So, a warming planet is of no consequence, the biggest danger to all life is a cooling planet, like now.
The deerhunter
I was sceptical when I read the brief article and after reading the other comments, my scepticism appears to be well-founded. In other words, it may work but probably is of no practical use
KeithDPatch
As a multi-degreed MIT chemical engineer fluent in many aspects of the Energy Transition (in Germany), I applaud their efforts.

However, a membrane-based carbon capture approach is basically doomed to fail, given the particulate matter that accompanies fossil-fueled products of combustion (PM2.5, black soot, sulfurous particles, etc.)

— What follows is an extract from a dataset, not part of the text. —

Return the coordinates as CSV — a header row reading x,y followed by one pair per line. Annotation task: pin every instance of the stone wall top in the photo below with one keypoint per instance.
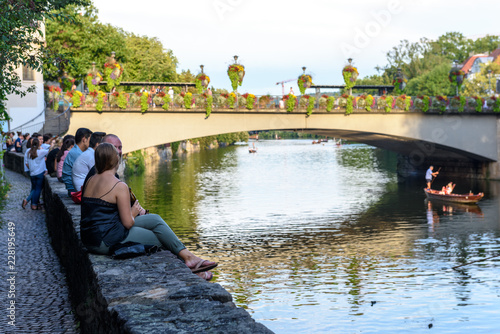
x,y
147,294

A further, cost-related problem with this fluorinated membrane-based approach can be evidenced by examinining the PEM hydrogen fuel cell arena. Today these PEM fuel cell devices usually use Nafion, a fluorinated polymer membrane, which is very expensive. Many teams are trying to replace Nafion with a lower-cost, but well-performing non-fluorinated membranes. To-date, nothing has broken through.

At least they got a publication in a good journal...
ljaques
Go, Polymer! Sure, capture some CO2, but go after real pollutants, too, sometimes, researchers. (I've always loved the pictures of steam release to suggest pollution from stacks.) I want my Mr. Fusion so I can fly my huge Tundra pickup around. Hurry on that tech, too, researchers.